La controversia comenzó con un proceso de contratación en la OGPe que, según los documentos reseñados públicamente, fue objeto de señalamientos internos por presuntas presiones indebidas sobre un comité evaluador. Negrón Reichard alegó que ordenó detener el proceso y referir los hallazgos a las autoridades correspondientes.
Posteriormente, el Panel sobre el Fiscal Especial Independiente designó fiscales especiales para investigar a exfuncionarios de la OGPe y determinó que la carta de Negrón, junto con sus anejos, formaría parte del expediente a evaluar. Esa decisión abrió la puerta a que la pesquisa no se limite a empleados de la oficina de permisos, sino que examine también la conducta de funcionarios de mayor jerarquía.
En ese contexto, la oferta de Rivera Schatz sobre inmunidad añade una dimensión política y procesal al caso. El presidente del Senado no está simplemente pidiendo explicaciones; está invitando a que cualquier funcionario que alegue conocer delitos se someta a un proceso formal, declare y produzca resultados.
La palabra “inmunidad” también aumenta la tensión. En términos prácticos, una inmunidad no es una absolución política ni una defensa automática. Requiere un trámite formal y suele estar condicionada a cooperación sustancial, admisiones y utilidad real para una investigación. Pero el solo hecho de que el presidente del Senado la mencione públicamente coloca el caso en un terreno más serio.
Rivera Schatz también ha insistido en que Domenech debe renunciar al cargo de secretario de la Gobernación. A su juicio, las controversias que rodean al principal funcionario de La Fortaleza afectan la imagen del gobierno, arrastran al Partido Nuevo Progresista y comprometen la confianza pública.
El choque ya no se limita a una diferencia entre funcionarios del Ejecutivo. El Senado ha asumido una postura de confrontación directa y parece dispuesto a convertir el caso en una investigación pública sobre cómo se manejan los permisos, los contratos, los fondos federales y las decisiones internas en agencias clave para el desarrollo económico.
El señalamiento llega en un momento especialmente sensible para Puerto Rico. La controversia en el DDEC y la OGPe ocurre mientras sectores empresariales han advertido que las pugnas internas en el gobierno pueden afectar el clima de inversión, la certeza jurídica y la confianza de compañías interesadas en establecerse o expandir operaciones en la isla.
La Asociación de Industriales, la Cámara de Comercio y Proyecto Dignidad han levantado preocupaciones sobre el impacto de la inestabilidad administrativa en el desarrollo económico.
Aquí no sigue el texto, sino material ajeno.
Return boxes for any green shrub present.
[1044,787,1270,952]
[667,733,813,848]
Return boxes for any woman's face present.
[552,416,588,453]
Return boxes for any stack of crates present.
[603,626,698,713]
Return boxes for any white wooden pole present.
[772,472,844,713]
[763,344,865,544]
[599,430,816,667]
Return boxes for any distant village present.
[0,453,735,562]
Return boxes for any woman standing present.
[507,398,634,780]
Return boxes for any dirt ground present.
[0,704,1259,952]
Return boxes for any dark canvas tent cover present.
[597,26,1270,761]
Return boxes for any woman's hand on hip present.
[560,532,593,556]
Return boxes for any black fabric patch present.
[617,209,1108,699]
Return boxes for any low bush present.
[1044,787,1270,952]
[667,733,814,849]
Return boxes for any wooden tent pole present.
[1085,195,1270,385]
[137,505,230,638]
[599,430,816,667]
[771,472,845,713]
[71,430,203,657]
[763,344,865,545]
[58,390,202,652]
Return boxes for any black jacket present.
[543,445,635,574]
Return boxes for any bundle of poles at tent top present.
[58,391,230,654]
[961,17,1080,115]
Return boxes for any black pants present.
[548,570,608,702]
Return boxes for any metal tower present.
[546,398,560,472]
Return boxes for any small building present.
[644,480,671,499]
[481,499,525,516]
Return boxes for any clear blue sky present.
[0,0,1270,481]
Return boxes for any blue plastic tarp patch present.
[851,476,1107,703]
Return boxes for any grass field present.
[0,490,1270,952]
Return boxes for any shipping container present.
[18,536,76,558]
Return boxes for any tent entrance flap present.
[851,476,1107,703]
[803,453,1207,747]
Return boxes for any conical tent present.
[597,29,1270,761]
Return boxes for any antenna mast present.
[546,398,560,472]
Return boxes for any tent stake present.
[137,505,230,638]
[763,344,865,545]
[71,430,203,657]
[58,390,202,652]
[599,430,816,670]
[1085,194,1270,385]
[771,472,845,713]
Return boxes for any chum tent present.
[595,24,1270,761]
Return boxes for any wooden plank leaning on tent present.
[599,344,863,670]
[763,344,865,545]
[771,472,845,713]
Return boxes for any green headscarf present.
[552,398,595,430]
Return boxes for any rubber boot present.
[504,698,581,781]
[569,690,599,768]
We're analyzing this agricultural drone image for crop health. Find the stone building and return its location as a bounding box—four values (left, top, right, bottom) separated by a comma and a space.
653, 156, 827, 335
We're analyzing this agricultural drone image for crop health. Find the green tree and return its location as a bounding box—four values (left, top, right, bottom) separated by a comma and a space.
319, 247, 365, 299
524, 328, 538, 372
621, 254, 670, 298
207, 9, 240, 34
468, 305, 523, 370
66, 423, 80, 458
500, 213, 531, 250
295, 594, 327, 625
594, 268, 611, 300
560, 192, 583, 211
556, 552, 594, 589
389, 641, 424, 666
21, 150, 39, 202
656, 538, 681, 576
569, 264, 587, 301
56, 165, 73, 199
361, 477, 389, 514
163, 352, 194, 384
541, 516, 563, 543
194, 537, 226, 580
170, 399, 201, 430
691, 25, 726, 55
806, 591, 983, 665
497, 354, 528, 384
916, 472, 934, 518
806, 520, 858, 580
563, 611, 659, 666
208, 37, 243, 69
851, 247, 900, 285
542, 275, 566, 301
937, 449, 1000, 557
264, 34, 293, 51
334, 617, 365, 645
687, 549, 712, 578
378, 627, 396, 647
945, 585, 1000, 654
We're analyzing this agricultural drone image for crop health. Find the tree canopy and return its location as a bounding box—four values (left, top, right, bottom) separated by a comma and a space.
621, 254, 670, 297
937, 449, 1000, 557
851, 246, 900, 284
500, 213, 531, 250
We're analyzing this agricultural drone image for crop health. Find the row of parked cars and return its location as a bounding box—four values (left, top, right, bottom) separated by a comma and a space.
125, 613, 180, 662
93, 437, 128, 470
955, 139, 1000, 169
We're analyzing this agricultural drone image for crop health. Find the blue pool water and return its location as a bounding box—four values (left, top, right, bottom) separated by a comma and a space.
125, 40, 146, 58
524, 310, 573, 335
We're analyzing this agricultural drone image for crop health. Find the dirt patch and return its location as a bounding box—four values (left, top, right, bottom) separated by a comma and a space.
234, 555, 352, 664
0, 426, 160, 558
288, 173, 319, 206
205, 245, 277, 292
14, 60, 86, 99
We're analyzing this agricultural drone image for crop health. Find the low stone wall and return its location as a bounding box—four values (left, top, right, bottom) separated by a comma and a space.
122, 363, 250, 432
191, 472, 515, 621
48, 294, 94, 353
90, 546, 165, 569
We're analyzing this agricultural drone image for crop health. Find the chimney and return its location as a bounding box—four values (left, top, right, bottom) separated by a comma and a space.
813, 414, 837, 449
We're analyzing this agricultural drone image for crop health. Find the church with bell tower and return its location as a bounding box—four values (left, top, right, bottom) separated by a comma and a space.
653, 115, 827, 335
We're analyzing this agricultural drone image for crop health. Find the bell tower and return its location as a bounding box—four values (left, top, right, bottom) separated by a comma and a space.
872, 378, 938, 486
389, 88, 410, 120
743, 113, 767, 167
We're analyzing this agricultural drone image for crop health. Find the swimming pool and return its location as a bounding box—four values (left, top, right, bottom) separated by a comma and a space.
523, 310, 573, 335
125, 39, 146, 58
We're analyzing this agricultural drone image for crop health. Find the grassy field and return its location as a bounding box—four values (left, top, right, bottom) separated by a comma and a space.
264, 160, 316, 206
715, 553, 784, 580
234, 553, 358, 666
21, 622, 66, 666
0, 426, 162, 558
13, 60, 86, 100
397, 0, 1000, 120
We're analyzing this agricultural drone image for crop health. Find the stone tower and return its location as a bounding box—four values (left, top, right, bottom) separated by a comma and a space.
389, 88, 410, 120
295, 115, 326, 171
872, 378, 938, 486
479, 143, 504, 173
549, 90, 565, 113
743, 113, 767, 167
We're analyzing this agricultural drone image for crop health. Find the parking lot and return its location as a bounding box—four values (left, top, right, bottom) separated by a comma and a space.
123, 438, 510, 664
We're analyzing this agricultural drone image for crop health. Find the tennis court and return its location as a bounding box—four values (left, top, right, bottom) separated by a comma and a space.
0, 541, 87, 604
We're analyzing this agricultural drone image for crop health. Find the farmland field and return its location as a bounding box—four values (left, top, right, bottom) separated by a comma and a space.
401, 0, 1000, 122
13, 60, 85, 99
El mensaje común ha sido que Puerto Rico no puede atraer inversión si las agencias responsables de permisos, incentivos y desarrollo económico aparecen envueltas en disputas, denuncias y referidos.
Con su nueva advertencia, Rivera Schatz busca colocar a Domenech en una posición incómoda: si el secretario de la Gobernación dice conocer corrupción, que lo declare ante el Senado; si no, que no utilice esas denuncias como defensa política frente a las imputaciones en su contra.
La investigación legislativa apenas comienza, pero el tono ya quedó establecido. El Senado no parece dispuesto a tratar el caso como una simple pugna de versiones entre Domenech y Negrón. Para Rivera Schatz, el asunto debe investigarse como una posible trama de corrupción gubernamental.
Y ahora, con la posibilidad de inmunidad sobre la mesa, el mensaje desde el Capitolio es directo: quien tenga información, que hable; quien haya cometido delitos, que los confiese; y quien esté encubriendo corrupción, que se prepare para comparecer.